When we lie down to sleep, it doesn’t take long for us to enter into the first stage of sleep, which is the hypnagogic state.  This state is characterized by the sensation of relaxing and “drifting off”, or drifting “deeper down”- of the many sensations of falling asleep. Depending on how tired a person is, they may pass through the hypnagogic state very rapidly. But most of the time, people have a short while of drifting, of experiencing chains of free-association thinking, which can include thoughts about the day just ended, or anxieties or expectations for challenges that will await the next day.

Eventually, this free-association type thinking begins to give way to images- one may begin to “see” images from the day just finished, or any of a vast range of random images that can surface during this time. In this state, a person has fallen into what amounts to a very real and potent trance; it is a liminal state, a transitional state in which one is neither awake, nor asleep- unawake and unsleeping. If one were to enter the hypnagogic state with any measure of mental energy, one might use this state for some very profound works of spirit-contact, which is what this essay is ultimately about, at the practical level: hypnagogic prayer and invocation. This we shall discuss soon.
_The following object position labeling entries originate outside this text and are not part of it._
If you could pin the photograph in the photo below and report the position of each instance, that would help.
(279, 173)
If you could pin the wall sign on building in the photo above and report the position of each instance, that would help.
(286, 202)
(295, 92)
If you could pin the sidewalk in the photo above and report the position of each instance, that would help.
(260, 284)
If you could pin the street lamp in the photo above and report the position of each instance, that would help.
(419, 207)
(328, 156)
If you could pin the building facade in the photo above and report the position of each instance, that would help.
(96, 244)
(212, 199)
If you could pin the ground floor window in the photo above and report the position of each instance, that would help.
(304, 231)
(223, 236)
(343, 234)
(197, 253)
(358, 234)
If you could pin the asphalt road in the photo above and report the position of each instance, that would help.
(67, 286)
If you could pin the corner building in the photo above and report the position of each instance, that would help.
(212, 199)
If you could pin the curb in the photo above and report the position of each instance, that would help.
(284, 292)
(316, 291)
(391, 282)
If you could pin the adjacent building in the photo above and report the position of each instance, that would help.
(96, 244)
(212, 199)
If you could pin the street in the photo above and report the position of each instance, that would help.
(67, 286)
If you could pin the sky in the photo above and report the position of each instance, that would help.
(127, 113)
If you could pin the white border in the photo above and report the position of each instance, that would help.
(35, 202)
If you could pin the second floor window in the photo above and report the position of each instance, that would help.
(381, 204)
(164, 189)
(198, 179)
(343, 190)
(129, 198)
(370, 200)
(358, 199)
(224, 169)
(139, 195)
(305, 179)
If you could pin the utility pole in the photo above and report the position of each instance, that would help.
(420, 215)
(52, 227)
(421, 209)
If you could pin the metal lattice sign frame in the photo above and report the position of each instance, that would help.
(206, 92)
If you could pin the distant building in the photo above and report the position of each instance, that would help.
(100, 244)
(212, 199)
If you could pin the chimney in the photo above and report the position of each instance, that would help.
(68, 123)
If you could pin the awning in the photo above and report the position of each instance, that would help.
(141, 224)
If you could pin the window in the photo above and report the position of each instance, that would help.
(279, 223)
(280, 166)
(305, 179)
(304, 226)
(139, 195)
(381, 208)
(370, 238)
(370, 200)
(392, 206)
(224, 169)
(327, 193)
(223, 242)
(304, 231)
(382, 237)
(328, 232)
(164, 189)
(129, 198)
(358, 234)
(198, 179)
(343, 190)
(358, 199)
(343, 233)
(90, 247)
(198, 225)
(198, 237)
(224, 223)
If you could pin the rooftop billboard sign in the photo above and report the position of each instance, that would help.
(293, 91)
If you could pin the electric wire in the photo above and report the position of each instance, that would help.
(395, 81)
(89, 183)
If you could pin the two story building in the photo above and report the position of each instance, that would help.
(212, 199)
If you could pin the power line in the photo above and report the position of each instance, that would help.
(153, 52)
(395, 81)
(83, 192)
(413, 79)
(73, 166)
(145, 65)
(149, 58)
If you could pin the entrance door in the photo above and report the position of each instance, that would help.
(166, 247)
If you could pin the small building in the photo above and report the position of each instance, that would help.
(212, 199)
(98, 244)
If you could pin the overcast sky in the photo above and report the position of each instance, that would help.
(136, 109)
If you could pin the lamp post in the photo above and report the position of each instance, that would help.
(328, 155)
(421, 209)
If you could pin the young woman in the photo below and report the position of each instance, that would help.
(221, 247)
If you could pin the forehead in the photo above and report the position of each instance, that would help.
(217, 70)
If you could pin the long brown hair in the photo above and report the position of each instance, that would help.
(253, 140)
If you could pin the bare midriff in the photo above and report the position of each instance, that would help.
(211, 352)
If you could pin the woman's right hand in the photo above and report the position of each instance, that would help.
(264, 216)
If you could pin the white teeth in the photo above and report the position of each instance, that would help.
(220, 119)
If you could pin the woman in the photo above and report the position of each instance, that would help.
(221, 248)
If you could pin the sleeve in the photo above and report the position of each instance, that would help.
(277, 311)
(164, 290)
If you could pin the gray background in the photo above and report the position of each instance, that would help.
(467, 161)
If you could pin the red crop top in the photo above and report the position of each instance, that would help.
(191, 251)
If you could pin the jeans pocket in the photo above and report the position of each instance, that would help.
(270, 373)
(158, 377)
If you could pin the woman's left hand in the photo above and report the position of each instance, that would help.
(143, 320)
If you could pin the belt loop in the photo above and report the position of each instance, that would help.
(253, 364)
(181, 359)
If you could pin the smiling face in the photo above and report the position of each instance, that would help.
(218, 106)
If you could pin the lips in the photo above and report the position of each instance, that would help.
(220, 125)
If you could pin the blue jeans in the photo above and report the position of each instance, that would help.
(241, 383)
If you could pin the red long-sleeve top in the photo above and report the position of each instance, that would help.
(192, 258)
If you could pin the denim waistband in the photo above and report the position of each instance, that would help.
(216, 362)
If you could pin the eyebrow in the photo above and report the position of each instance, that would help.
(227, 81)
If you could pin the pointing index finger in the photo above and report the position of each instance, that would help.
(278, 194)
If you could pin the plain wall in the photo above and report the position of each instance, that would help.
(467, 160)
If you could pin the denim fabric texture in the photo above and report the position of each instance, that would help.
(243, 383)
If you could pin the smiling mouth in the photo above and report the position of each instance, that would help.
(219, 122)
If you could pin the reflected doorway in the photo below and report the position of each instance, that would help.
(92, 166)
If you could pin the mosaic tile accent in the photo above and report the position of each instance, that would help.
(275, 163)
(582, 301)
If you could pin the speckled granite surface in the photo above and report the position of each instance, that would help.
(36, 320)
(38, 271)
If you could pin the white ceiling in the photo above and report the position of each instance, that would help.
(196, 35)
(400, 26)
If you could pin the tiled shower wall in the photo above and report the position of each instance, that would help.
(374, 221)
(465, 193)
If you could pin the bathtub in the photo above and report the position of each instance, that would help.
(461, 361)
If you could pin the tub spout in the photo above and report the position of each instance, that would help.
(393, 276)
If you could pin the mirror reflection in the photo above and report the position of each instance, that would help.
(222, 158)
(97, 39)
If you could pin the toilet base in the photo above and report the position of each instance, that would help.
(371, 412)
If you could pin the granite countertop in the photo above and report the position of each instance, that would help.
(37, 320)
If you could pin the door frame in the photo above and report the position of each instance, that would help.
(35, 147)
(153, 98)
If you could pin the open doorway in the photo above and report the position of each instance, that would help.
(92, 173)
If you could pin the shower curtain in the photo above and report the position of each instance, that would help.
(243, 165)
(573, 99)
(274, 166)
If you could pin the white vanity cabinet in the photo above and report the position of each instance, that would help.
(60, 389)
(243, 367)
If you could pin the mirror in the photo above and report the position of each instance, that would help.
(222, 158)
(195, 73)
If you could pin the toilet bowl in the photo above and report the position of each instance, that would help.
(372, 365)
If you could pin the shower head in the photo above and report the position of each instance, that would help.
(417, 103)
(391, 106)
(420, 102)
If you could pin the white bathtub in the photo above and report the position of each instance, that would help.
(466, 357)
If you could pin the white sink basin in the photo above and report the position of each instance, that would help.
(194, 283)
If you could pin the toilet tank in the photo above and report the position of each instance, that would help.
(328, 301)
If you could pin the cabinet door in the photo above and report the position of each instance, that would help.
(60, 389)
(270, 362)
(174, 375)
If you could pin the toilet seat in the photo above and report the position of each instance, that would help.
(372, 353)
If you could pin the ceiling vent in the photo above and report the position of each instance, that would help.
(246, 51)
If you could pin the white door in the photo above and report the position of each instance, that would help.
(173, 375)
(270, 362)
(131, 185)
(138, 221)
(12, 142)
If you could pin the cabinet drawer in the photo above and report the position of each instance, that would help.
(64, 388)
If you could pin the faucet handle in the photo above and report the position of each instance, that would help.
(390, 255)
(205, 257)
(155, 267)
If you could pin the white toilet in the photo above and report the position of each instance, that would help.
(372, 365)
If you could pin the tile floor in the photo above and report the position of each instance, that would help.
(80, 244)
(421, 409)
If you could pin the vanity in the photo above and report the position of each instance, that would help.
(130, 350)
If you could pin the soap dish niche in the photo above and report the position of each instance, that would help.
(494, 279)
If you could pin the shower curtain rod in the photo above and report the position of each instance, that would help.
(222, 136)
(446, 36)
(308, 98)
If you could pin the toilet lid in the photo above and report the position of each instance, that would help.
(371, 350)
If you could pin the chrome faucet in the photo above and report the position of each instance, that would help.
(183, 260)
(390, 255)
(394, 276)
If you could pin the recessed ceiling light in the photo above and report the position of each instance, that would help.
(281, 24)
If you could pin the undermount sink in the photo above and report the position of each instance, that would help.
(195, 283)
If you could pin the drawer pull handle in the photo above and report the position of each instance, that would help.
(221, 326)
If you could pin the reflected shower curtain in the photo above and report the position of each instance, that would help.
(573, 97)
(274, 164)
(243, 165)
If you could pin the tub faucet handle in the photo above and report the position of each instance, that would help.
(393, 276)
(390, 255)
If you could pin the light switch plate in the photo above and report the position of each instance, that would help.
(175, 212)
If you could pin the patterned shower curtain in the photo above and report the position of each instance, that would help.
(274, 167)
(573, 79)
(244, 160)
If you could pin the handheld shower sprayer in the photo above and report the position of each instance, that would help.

If one has a measure of mental energy- if one is not “dog-tired”- the hypnagogic state is often characterized by visualizations and interior visions of many different varieties. Artistic inspiration can be sought- and is often reportedly found- by artists in this state. Associations can sometimes spontaneously emerge between different topics and subjects that create surprising links and suggest solutions to difficult problems. Time appears acclerated in the hypnagogic state; auditory and visual hallucinations can occur.

The name “Hypnagogic” means “Initiator into Sleep” or “Sleep initiator”- and in simple terms, this condition acts in the way a human initiator might act when leading a candidate for initiation into a chamber of the mysteries. The hypnagogic state is a border-place, “neither here nor there”, in which the subtle influences of the Unseen world can impress themselves on the not-yet-fully-faded conscious mind. And the conscious mind at this stage is “dulled” a bit, put partly out of commission or relaxed, such that it becomes surprisingly receptive to things it never would have been open to before.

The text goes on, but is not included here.